# Calculate the mass of CO needed to react completely with 50.Og of Fe2 03?

Apr 6, 2018

$\approx 26.31$ grams

#### Explanation:

We must first create a balanced equation. Carbon monoxide is commonly used in industry to liberate iron from its oxides (which are often found in rock). This produced Carbon dioxide and solid iron.

$F {e}_{2} {O}_{3} \left(s\right) + 3 C O \left(g\right) \to 2 F e \left(s\right) + 3 C {O}_{2} \left(g\right)$

As $C O$ is used to liberate iron from Iron (III) Oxide.

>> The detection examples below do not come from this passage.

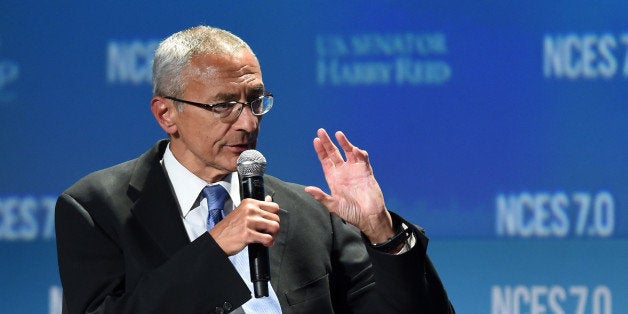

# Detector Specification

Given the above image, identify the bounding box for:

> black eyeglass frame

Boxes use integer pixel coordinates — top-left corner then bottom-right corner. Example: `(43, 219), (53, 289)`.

(164, 92), (274, 118)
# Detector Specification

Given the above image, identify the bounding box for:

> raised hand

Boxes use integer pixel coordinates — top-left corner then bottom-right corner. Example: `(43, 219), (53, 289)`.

(305, 129), (394, 243)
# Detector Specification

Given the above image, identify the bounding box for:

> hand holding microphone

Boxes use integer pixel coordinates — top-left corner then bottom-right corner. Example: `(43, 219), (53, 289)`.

(238, 149), (270, 298)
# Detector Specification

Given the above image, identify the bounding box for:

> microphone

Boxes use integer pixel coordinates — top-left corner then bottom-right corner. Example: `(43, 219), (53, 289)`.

(237, 149), (270, 298)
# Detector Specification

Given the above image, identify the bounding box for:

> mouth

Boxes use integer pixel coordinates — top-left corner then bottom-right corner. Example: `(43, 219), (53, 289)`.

(225, 143), (250, 154)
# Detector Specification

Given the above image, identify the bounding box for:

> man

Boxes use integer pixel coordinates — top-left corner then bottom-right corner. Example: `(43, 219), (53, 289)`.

(56, 26), (453, 313)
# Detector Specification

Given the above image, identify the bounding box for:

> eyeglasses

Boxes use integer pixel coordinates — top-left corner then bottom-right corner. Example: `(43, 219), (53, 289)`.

(164, 92), (273, 120)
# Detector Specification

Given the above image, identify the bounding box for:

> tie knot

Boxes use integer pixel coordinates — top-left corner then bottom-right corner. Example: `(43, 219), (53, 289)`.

Now we must find how many moles 50.0 g of Iron (III) oxide corresponds to:

$M$(iron (III) oxide)=$159.69 g m o {l}^{-} 1$
$m = 50.0$
$n$=?

Using the equation:

$n = \frac{m}{M}$

$n = \frac{50.0}{159.69}$

$n \approx 0.3131$

Now from the molar ratios we can see that we require 3 moles of $C O$ for every 1 mole of Iron (III) oxide.

$n \left(C O\right) = 3 \times 0.3131 = 0.9393$

Then using the same equation we can find the mass of $C O$ required:

$n = \frac{m}{M}$
$M \left(C O\right) = 28.01 g m o {l}^{-} 1$

$0.9393 = \frac{m}{28.01}$

$m \approx 26.31 g$ of $C O$ is needed.